I am quite new to pytorch, with a theoretical understanding of some of the basic machine learning concepts, so there might be a lot of bugs here, but I would appreciate if somebody could potentially point to why the output during training looks like this

LOSS train 0.0 valid 3.0965657234191895

Seems like the avg_loss variable is always returning 0, and the loss just sticks at about 3.08-3.09.

Thanks in advance!

Did you make sure if i % 10000 == 9999: is called at all?
If not, last_loss will stay initialized to 0.0 and will never be updated.
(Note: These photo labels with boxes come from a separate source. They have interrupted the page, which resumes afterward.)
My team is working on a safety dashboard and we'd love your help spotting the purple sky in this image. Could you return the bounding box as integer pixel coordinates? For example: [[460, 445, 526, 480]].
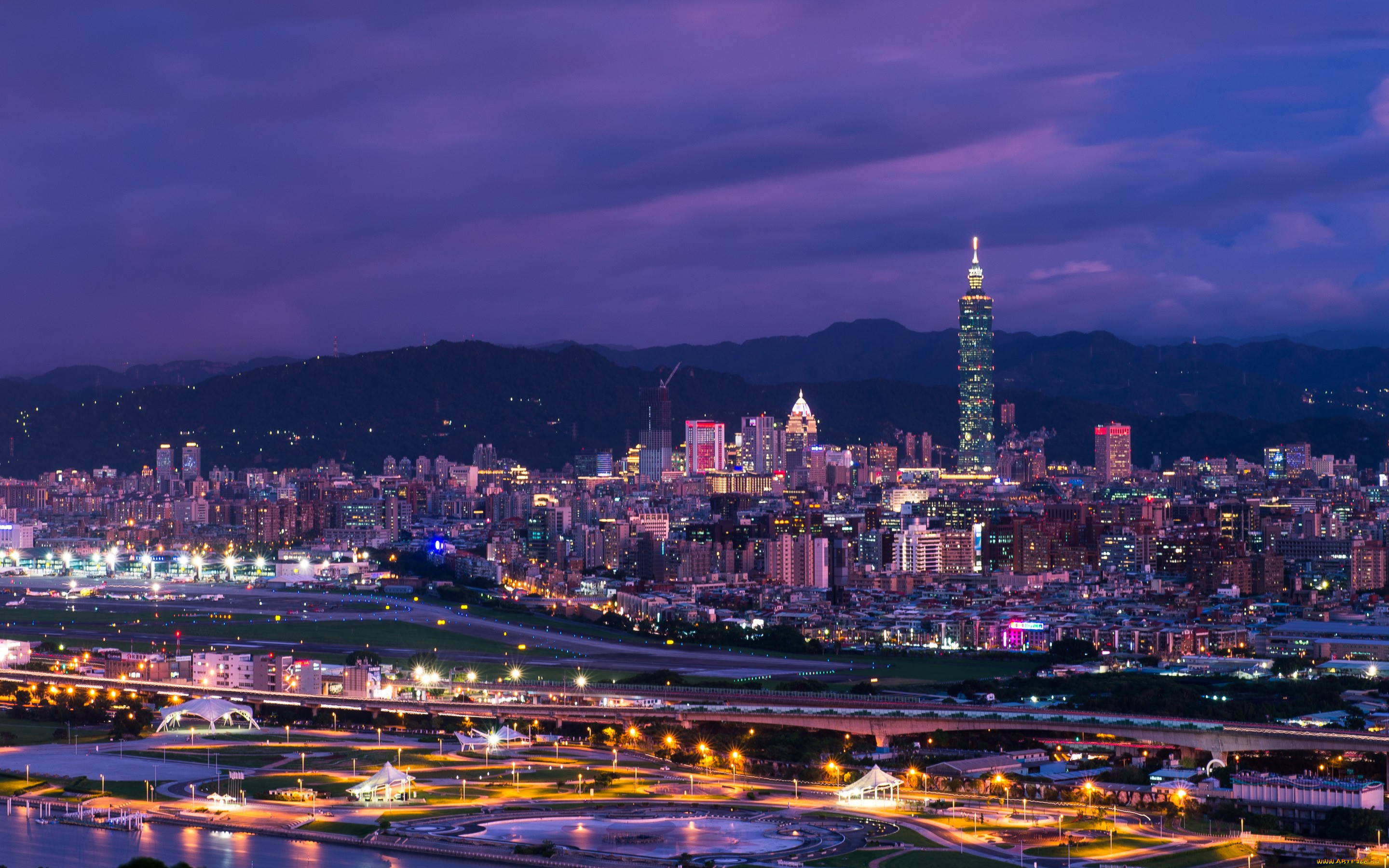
[[0, 0, 1389, 371]]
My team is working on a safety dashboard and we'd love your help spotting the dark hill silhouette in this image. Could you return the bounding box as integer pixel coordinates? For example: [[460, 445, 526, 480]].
[[0, 341, 1386, 476], [578, 319, 1389, 421]]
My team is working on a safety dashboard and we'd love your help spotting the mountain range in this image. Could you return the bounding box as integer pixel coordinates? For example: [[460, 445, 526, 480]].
[[567, 319, 1389, 422], [0, 335, 1389, 476]]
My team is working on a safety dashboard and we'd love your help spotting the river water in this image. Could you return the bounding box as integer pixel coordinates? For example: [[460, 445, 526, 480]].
[[0, 810, 492, 868]]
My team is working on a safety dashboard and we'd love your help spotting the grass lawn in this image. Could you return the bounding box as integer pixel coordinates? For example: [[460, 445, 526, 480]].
[[242, 772, 367, 799], [85, 779, 174, 801], [805, 847, 892, 868], [0, 714, 110, 746], [882, 850, 1006, 868], [1024, 835, 1167, 864], [376, 807, 482, 822], [874, 827, 940, 847], [300, 819, 376, 838], [0, 778, 49, 797], [1133, 844, 1253, 868]]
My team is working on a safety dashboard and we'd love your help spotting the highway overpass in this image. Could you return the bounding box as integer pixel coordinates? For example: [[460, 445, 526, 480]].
[[0, 669, 1389, 758]]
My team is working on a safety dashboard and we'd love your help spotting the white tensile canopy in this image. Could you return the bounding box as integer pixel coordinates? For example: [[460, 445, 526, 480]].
[[347, 762, 415, 801], [156, 699, 260, 732], [839, 765, 901, 801]]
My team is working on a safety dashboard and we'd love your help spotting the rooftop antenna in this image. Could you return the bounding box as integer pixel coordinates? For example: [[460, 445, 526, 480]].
[[661, 361, 685, 389]]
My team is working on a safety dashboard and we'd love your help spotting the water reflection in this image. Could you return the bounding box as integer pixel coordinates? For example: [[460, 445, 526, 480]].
[[469, 816, 805, 858], [0, 810, 483, 868]]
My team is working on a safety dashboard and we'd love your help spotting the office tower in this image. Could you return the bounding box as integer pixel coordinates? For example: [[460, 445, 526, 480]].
[[1094, 422, 1133, 483], [901, 431, 921, 467], [786, 390, 817, 471], [182, 443, 203, 482], [472, 443, 497, 471], [742, 415, 786, 474], [957, 239, 994, 474], [805, 446, 829, 492], [154, 443, 175, 482], [868, 443, 897, 475], [685, 420, 723, 476], [1264, 443, 1313, 480], [638, 380, 671, 480], [1350, 539, 1385, 590]]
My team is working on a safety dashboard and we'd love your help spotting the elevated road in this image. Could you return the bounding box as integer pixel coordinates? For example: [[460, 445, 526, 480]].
[[0, 669, 1389, 758]]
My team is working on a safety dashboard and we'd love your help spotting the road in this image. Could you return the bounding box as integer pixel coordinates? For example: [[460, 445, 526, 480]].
[[5, 576, 851, 678]]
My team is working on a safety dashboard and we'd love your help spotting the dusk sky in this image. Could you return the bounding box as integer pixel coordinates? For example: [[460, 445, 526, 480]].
[[0, 0, 1389, 374]]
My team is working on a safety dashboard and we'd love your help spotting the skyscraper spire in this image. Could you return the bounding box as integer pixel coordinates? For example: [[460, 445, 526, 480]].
[[955, 237, 996, 474], [969, 235, 983, 293]]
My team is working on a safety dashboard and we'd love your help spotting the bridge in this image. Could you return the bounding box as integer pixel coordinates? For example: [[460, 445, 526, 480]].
[[0, 669, 1389, 760]]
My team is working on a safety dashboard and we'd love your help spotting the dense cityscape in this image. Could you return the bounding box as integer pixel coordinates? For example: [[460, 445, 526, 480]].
[[0, 240, 1389, 868], [0, 0, 1389, 868]]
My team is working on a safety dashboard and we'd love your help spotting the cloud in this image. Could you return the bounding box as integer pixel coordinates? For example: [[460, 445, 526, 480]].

Yeah that’s a good point @ptrblck .

I also noticed that the loss function is returning nan. That’s probably linked to the whole issue of the loss not decreasing. Do you have any ideas why loss_fn would be outputing nan here? I am not normalizing the data, so I was going to try that, but not sure if maybe that’s a completely separate thing.

        loss = loss_fn(outputs, labels)
        print(f"Loss: {loss}")

No, I don’t know why the loss is NaN and you would need to narrow it down by isolating which iteration is causing this invalid loss value and which operation (inside the model) creates the first invalid value.